Finally! I've rarely been this happy to finally be done with a book. This 400 page monstrosity can only be described as excruciating. The only interesting and entertaining thing in this whole rant was getting a look at the influence that other European languages had on English back then.

Whitman's style is much more messy and way less impressive than I had been led to believe by what I had heard of it.
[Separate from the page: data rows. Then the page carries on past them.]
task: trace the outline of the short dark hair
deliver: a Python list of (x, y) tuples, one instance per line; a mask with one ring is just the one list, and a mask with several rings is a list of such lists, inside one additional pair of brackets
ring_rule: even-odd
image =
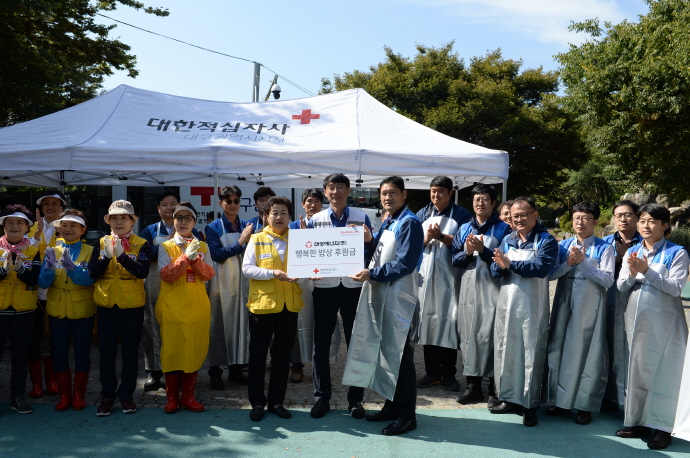
[(89, 227), (87, 222), (86, 222), (86, 216), (84, 216), (84, 212), (81, 210), (77, 210), (76, 208), (66, 208), (62, 213), (60, 213), (60, 216), (58, 219), (62, 218), (63, 216), (67, 215), (72, 215), (72, 216), (78, 216), (81, 219), (84, 220), (84, 226)]
[(196, 219), (198, 218), (198, 215), (199, 215), (199, 214), (198, 214), (198, 212), (196, 211), (196, 208), (194, 208), (194, 205), (192, 205), (191, 202), (187, 202), (186, 200), (185, 200), (184, 202), (180, 202), (180, 204), (179, 204), (177, 207), (175, 207), (175, 210), (177, 210), (177, 209), (180, 208), (180, 207), (187, 207), (187, 208), (189, 208), (191, 211), (193, 211), (193, 212), (194, 212), (194, 215), (192, 215), (192, 216), (194, 216), (194, 221), (196, 221)]
[(308, 198), (319, 199), (323, 203), (323, 192), (318, 188), (310, 188), (302, 191), (302, 203), (305, 203)]
[(256, 202), (257, 200), (259, 200), (262, 197), (266, 197), (266, 196), (273, 197), (275, 195), (276, 195), (275, 191), (273, 191), (273, 189), (271, 189), (269, 186), (261, 186), (259, 189), (257, 189), (254, 192), (254, 202)]
[(397, 175), (394, 175), (392, 177), (384, 178), (383, 180), (381, 180), (381, 184), (379, 185), (379, 194), (381, 194), (381, 188), (383, 188), (383, 185), (388, 183), (394, 185), (401, 191), (405, 190), (405, 180), (403, 180), (401, 177)]
[(172, 189), (166, 189), (162, 193), (158, 194), (156, 196), (156, 204), (160, 206), (161, 202), (163, 202), (163, 199), (165, 199), (168, 196), (172, 196), (175, 198), (175, 200), (179, 203), (180, 202), (180, 194), (173, 191)]
[(619, 202), (616, 202), (616, 204), (613, 206), (613, 210), (611, 210), (611, 213), (616, 213), (616, 208), (618, 207), (630, 207), (632, 209), (632, 212), (635, 214), (637, 214), (637, 212), (640, 211), (640, 206), (632, 200), (621, 200)]
[(350, 187), (350, 179), (342, 173), (331, 173), (326, 178), (324, 178), (323, 189), (326, 189), (326, 187), (331, 183), (341, 183), (347, 186), (348, 188)]
[(590, 215), (594, 216), (594, 219), (599, 219), (599, 216), (601, 215), (599, 205), (587, 200), (583, 200), (582, 202), (573, 205), (573, 208), (570, 209), (570, 216), (573, 216), (577, 212), (589, 213)]
[(223, 186), (218, 190), (218, 200), (227, 200), (233, 194), (242, 197), (242, 190), (237, 186)]
[(523, 197), (516, 197), (515, 199), (513, 199), (512, 202), (510, 203), (510, 207), (512, 208), (514, 205), (522, 203), (522, 202), (529, 205), (532, 208), (532, 210), (534, 210), (534, 211), (537, 210), (537, 204), (536, 204), (536, 202), (534, 202), (534, 199), (532, 199), (531, 197), (524, 197), (524, 196)]
[(444, 176), (437, 176), (431, 180), (430, 188), (446, 188), (448, 192), (453, 192), (453, 180)]
[(36, 215), (31, 213), (29, 209), (22, 204), (9, 204), (7, 207), (3, 208), (2, 213), (0, 213), (0, 216), (7, 216), (11, 215), (12, 213), (23, 213), (27, 218), (29, 218), (29, 221), (31, 221), (32, 223), (36, 222)]
[(660, 219), (661, 223), (671, 224), (671, 212), (668, 208), (660, 204), (647, 204), (640, 207), (637, 211), (637, 217), (642, 216), (642, 213), (648, 213), (654, 219)]
[(501, 213), (503, 211), (503, 207), (508, 207), (508, 211), (510, 211), (510, 207), (513, 206), (513, 201), (512, 200), (506, 200), (505, 202), (501, 202), (498, 207), (496, 208), (496, 212)]
[(496, 188), (494, 188), (490, 184), (478, 184), (477, 186), (472, 188), (472, 191), (470, 191), (470, 197), (474, 199), (474, 196), (476, 196), (477, 194), (488, 194), (491, 202), (496, 202), (496, 199), (498, 198)]
[(41, 197), (50, 197), (50, 196), (60, 196), (60, 199), (62, 199), (62, 208), (67, 206), (67, 197), (60, 191), (59, 189), (45, 189), (41, 191), (41, 193), (38, 195), (38, 198), (40, 199)]
[(287, 197), (273, 196), (264, 203), (264, 211), (268, 213), (269, 209), (274, 205), (285, 205), (288, 209), (290, 219), (292, 219), (292, 202)]

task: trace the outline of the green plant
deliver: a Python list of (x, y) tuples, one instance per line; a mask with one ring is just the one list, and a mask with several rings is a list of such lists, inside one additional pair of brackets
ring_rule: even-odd
[(671, 231), (668, 239), (675, 244), (682, 245), (686, 251), (690, 252), (690, 229), (687, 226), (675, 228)]

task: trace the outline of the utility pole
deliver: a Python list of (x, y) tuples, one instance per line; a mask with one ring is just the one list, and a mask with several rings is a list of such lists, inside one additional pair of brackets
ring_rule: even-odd
[(252, 102), (259, 101), (259, 78), (261, 76), (261, 64), (254, 62), (254, 75), (252, 75)]
[[(268, 87), (268, 92), (266, 93), (266, 98), (264, 99), (264, 102), (268, 102), (268, 98), (271, 96), (271, 91), (273, 91), (273, 86), (275, 86), (277, 82), (278, 82), (278, 75), (274, 75), (273, 76), (273, 82)], [(280, 95), (280, 94), (278, 94), (278, 95)], [(276, 97), (276, 98), (278, 98), (278, 97)]]

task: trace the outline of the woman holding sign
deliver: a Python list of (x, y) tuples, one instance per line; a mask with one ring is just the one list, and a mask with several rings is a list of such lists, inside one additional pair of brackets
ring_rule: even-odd
[[(283, 407), (290, 352), (297, 332), (297, 313), (304, 303), (296, 278), (287, 276), (288, 223), (292, 202), (274, 196), (266, 202), (268, 225), (252, 235), (244, 255), (242, 273), (249, 278), (249, 418), (259, 421), (264, 407), (281, 418), (292, 415)], [(264, 394), (268, 348), (271, 378)]]
[[(165, 373), (167, 413), (178, 408), (203, 412), (194, 399), (197, 371), (206, 359), (211, 302), (204, 282), (215, 275), (208, 246), (194, 237), (196, 209), (182, 202), (173, 212), (175, 235), (161, 244), (161, 290), (156, 319), (161, 329), (161, 367)], [(180, 398), (180, 378), (182, 397)]]

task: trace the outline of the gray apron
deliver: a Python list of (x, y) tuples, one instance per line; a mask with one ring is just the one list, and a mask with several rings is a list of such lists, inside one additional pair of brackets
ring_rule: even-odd
[[(231, 246), (240, 232), (228, 233), (223, 227), (220, 243)], [(231, 256), (222, 264), (213, 263), (216, 275), (208, 282), (211, 300), (211, 330), (208, 362), (211, 366), (249, 362), (249, 281), (242, 275), (242, 256)]]
[[(310, 363), (314, 356), (314, 282), (300, 283), (304, 306), (297, 314), (297, 339), (299, 340), (300, 357), (303, 363)], [(340, 341), (338, 341), (340, 343)]]
[[(161, 235), (161, 224), (156, 225), (154, 245), (169, 239), (169, 235)], [(158, 272), (158, 259), (151, 260), (149, 274), (144, 279), (146, 289), (146, 306), (144, 307), (144, 332), (141, 334), (141, 345), (144, 349), (144, 369), (160, 371), (161, 369), (161, 328), (156, 319), (156, 301), (161, 290), (161, 275)]]
[[(536, 248), (539, 235), (535, 237)], [(537, 250), (511, 249), (511, 261), (531, 261)], [(549, 335), (549, 279), (508, 271), (501, 283), (494, 326), (494, 377), (498, 398), (539, 407)]]
[[(424, 233), (435, 223), (444, 234), (454, 235), (458, 231), (454, 219), (433, 216), (422, 223)], [(450, 248), (440, 240), (431, 240), (424, 247), (419, 267), (419, 313), (415, 314), (412, 341), (455, 350), (458, 348), (458, 309), (455, 269), (450, 257)]]
[[(379, 239), (369, 268), (395, 260), (393, 231)], [(417, 272), (392, 282), (367, 281), (362, 286), (343, 385), (371, 388), (393, 400), (400, 361), (417, 307)]]
[(606, 289), (582, 274), (586, 265), (599, 262), (585, 256), (558, 280), (542, 399), (563, 409), (599, 412), (608, 381)]
[[(663, 260), (665, 243), (659, 251)], [(668, 275), (662, 263), (650, 262), (649, 268)], [(654, 288), (638, 274), (625, 311), (625, 331), (630, 362), (624, 425), (671, 432), (688, 341), (681, 298)]]
[[(618, 280), (618, 279), (616, 279)], [(614, 283), (606, 292), (606, 325), (610, 329), (609, 343), (609, 382), (605, 398), (625, 404), (625, 387), (628, 376), (628, 343), (625, 337), (625, 309), (628, 306), (630, 291), (618, 291)]]
[[(493, 250), (500, 240), (494, 229), (484, 235), (484, 246)], [(465, 245), (465, 250), (467, 246)], [(458, 289), (458, 338), (462, 350), (463, 375), (494, 376), (494, 319), (501, 281), (491, 275), (490, 266), (474, 252), (466, 268), (460, 269)]]

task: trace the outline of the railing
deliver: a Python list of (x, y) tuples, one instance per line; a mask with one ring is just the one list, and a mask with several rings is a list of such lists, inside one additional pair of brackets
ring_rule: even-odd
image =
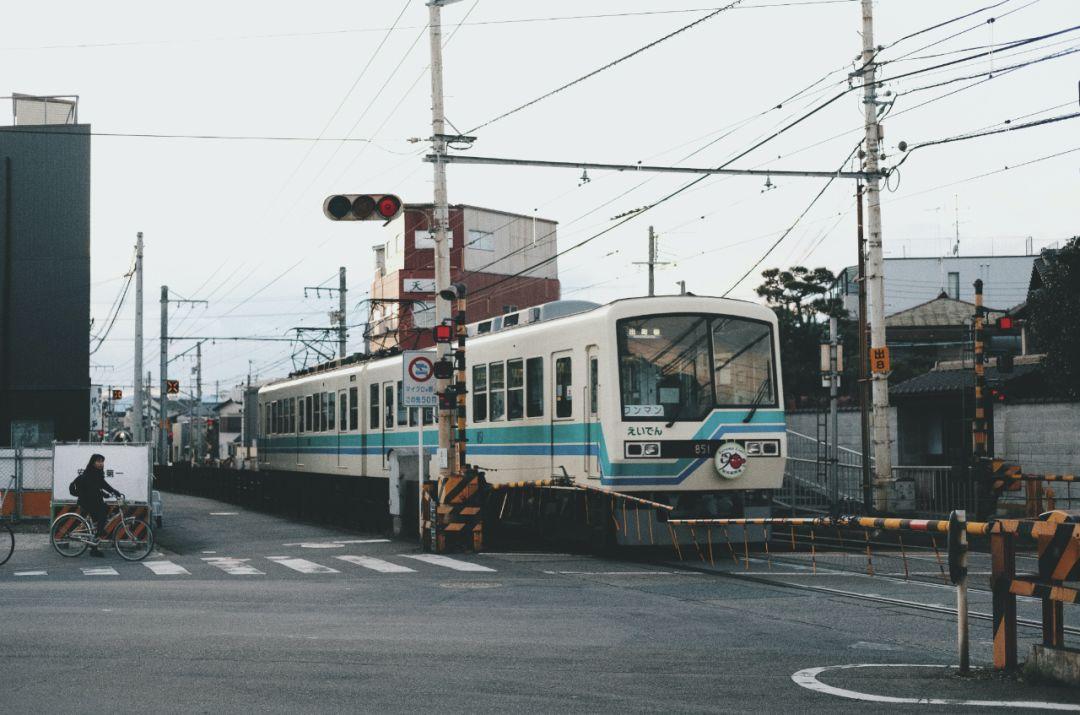
[[(863, 511), (863, 455), (853, 449), (840, 447), (836, 465), (836, 498), (832, 504), (832, 485), (828, 465), (819, 461), (823, 446), (819, 440), (792, 430), (787, 431), (788, 457), (784, 485), (774, 501), (781, 510), (795, 513), (825, 514)], [(870, 468), (874, 460), (870, 458)], [(915, 486), (912, 511), (919, 514), (942, 515), (953, 509), (974, 509), (977, 494), (966, 471), (944, 465), (894, 466), (893, 477), (911, 481)]]

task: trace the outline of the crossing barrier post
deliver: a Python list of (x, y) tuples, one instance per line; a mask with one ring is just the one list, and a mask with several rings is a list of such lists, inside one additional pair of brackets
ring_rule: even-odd
[(1016, 668), (1015, 535), (996, 524), (990, 532), (990, 584), (993, 591), (994, 669)]
[(956, 647), (960, 657), (960, 674), (970, 668), (968, 638), (968, 541), (967, 512), (954, 511), (949, 515), (949, 577), (956, 584)]

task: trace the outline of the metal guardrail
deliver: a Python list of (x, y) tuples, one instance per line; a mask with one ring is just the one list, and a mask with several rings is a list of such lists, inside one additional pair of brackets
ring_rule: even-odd
[(53, 452), (51, 448), (0, 449), (0, 491), (4, 491), (4, 513), (14, 519), (25, 516), (26, 492), (52, 490)]

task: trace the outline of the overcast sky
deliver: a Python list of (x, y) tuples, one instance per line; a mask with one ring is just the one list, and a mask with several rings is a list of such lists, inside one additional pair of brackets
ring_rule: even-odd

He loves listing things, and most of the time it feels as though he really needs the reader to know how much he knows about the topic, or how many words he knows, or it feels like he's filling a blank his inspiration hasn't provided anything for.

Most of this entire book treats of four topics
1) how much he really loves war, especially the American Secession war (although he will not tell you whose side he was on) and how hot camaraderie is
2) how great America is now that white people are in charge
3) how nature is [add a list of five to ten adjectives he constantly recycles without ingenuity]
4) how much he wants to sleep with everyone 

He's also fully incapable of seeing Black people as humans, and he was against banning slavery so, while I can't from the book and this one thing I do know tell you what side of the war he fought on, I think we can do a little bit of inferring here.

It is so incredibly sad to see this average work be heralded as a shining beacon of literature simply because Americans struggle with the concept of anything that's over 100 years old and no one but old white dudes were allowed to write back then.

Don't waste your time, instead find one of the hundreds of brilliant poets that have a true story to tell and true talent to tell it. 

He gets a second star for the few poets (out of hundreds) that are actually good, and for giving me insight into the evolution of English in America.